The Defense That Does not Defend: More problems for national missile defense

I have a new article up over a the mothership on the latest setback for the Ground Based Midcourse Defense (GMD) system. Here's how it starts:
America’s troubled national ballistic missile defense system just found more trouble.
For the first time, the Pentagon’s Director of Operational Test and Evaluation, Dr. Michael Gilmore, has determined that this system, known as Ground Based Midcourse Defense (GMD), may be too flawed to save.
In his Fiscal Year (FY) 2013 report to Congress, Dr. Gilmore states that the design of the two types of “kill vehicles” that sit atop our 30 long-range interceptors in Alaska and California are of questionable “robustness” and that the Pentagon should consider redesigning them. Translation: the system as currently configured – which has cost the American taxpayer roughly $40 billion – can’t be relied upon to perform its intended mission of protecting the U.S. homeland against even rudimentary long-range missiles launched from North Korea or Iran.
Dr.
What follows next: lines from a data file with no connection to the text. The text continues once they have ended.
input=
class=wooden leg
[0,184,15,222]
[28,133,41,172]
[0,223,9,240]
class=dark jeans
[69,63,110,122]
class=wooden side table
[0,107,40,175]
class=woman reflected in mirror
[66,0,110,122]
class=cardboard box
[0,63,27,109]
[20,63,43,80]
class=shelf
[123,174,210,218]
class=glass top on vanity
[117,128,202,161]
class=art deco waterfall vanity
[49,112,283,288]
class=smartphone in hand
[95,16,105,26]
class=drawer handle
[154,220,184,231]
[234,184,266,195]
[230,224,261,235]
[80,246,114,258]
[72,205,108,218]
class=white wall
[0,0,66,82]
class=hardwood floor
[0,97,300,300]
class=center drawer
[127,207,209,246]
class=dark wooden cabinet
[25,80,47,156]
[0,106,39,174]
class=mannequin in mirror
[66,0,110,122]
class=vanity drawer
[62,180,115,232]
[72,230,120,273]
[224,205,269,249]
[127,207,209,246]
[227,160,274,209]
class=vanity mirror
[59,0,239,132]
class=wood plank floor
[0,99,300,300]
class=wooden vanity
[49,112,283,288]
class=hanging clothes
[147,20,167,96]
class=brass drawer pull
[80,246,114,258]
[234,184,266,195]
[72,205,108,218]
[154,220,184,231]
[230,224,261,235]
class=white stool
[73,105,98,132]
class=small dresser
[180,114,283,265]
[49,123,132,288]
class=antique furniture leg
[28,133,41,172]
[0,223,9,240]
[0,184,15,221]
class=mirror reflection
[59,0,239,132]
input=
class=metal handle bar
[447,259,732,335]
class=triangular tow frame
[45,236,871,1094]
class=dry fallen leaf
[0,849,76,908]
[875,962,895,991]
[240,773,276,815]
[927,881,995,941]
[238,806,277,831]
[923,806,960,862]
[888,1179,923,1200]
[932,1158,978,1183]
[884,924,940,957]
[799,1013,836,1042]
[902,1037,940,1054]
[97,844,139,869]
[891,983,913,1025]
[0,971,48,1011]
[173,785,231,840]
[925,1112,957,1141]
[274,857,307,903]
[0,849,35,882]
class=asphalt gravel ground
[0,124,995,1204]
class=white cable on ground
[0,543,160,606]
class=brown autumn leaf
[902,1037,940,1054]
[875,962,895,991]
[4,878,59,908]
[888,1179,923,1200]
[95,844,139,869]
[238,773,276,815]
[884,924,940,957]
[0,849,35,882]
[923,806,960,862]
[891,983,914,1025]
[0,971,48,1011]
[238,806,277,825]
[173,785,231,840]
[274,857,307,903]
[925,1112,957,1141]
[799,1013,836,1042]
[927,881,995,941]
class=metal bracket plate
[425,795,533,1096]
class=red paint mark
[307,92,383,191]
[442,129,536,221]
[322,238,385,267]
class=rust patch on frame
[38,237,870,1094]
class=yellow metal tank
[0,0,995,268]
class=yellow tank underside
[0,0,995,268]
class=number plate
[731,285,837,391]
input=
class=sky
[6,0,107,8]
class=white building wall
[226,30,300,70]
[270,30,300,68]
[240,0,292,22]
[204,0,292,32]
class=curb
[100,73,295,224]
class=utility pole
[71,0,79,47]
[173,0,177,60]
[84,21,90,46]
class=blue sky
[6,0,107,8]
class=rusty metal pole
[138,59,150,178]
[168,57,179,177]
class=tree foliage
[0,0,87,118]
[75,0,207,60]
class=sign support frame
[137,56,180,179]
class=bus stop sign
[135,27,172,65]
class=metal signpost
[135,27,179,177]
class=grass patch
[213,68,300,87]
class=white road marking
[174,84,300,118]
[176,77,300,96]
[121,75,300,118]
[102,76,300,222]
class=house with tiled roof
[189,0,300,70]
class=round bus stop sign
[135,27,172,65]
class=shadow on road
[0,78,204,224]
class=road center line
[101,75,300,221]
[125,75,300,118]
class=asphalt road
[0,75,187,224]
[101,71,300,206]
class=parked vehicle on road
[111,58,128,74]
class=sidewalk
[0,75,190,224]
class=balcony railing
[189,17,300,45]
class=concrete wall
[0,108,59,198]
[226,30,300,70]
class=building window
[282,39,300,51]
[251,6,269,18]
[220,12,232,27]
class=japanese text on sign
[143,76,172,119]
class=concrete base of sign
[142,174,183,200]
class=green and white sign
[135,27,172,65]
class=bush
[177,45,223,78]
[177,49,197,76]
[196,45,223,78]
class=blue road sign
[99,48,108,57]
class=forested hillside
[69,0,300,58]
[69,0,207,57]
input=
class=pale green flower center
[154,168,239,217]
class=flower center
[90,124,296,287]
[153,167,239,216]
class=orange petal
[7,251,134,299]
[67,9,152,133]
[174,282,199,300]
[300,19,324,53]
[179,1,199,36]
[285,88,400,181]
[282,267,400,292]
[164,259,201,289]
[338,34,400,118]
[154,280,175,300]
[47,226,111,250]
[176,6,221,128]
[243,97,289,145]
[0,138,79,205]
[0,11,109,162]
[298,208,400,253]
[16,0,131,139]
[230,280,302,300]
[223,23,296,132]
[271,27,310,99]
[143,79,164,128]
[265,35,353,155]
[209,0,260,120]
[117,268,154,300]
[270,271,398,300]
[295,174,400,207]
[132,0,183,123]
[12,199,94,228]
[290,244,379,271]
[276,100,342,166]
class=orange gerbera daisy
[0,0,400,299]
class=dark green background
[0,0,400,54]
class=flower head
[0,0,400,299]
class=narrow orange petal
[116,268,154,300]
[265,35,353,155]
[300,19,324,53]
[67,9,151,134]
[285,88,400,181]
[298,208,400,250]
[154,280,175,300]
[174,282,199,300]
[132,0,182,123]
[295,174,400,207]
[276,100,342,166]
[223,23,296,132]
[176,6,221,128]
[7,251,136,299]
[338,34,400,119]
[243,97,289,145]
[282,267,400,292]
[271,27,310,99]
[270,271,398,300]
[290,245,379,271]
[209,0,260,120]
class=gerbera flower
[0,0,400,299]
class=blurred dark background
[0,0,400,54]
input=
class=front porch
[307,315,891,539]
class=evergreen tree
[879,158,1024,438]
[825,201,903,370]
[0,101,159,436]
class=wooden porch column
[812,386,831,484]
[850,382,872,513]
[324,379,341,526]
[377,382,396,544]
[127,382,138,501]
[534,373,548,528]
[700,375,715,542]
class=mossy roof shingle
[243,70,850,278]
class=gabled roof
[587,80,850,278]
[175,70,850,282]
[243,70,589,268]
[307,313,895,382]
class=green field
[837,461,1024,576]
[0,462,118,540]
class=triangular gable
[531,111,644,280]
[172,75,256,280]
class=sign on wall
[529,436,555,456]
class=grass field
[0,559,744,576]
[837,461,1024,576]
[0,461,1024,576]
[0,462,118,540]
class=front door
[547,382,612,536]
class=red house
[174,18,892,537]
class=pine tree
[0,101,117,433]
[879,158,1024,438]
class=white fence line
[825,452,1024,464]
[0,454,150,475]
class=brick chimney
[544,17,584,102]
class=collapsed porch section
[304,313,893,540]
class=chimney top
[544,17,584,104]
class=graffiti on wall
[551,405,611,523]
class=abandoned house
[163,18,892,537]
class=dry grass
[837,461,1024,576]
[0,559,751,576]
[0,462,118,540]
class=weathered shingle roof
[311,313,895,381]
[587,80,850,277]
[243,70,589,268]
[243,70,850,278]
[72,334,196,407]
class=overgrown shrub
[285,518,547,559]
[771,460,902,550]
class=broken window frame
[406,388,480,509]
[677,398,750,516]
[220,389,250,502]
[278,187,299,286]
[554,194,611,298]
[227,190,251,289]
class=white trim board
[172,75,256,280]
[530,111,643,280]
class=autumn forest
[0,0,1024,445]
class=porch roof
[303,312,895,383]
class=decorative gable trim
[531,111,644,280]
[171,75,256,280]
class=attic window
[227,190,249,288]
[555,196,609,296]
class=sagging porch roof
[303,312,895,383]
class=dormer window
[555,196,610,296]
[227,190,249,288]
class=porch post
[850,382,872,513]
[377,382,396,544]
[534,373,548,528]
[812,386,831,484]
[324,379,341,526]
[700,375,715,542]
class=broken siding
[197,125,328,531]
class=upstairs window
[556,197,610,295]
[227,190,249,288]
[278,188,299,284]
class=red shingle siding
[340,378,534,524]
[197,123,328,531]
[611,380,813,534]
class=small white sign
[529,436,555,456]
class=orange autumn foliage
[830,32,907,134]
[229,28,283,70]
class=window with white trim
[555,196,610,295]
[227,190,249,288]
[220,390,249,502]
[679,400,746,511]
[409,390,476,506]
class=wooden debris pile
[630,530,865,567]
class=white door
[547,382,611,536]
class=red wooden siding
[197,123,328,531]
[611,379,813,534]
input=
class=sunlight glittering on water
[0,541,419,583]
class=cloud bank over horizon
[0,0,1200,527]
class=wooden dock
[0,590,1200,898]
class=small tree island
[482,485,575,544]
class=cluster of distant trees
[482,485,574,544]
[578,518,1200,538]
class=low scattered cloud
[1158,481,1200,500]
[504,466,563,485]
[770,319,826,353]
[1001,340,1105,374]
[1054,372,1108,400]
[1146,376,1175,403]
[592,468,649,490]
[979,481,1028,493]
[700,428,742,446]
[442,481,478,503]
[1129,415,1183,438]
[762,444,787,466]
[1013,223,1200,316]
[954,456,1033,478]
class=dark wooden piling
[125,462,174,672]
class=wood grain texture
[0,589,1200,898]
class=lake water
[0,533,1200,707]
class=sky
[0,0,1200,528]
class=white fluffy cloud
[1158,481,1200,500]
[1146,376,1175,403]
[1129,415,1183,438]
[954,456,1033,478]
Gilmore’s report is but the latest in a long list of setbacks for the GMD system, all of which cast serious doubts over the wisdom of the Pentagon’s plan to spend $1 billion to deploy 14 additional ground based interceptors in Alaska with the existing flawed kill vehicles – to say nothing about building a third site for the system in the eastern half of the country, as proposed by some Republicans in Congress.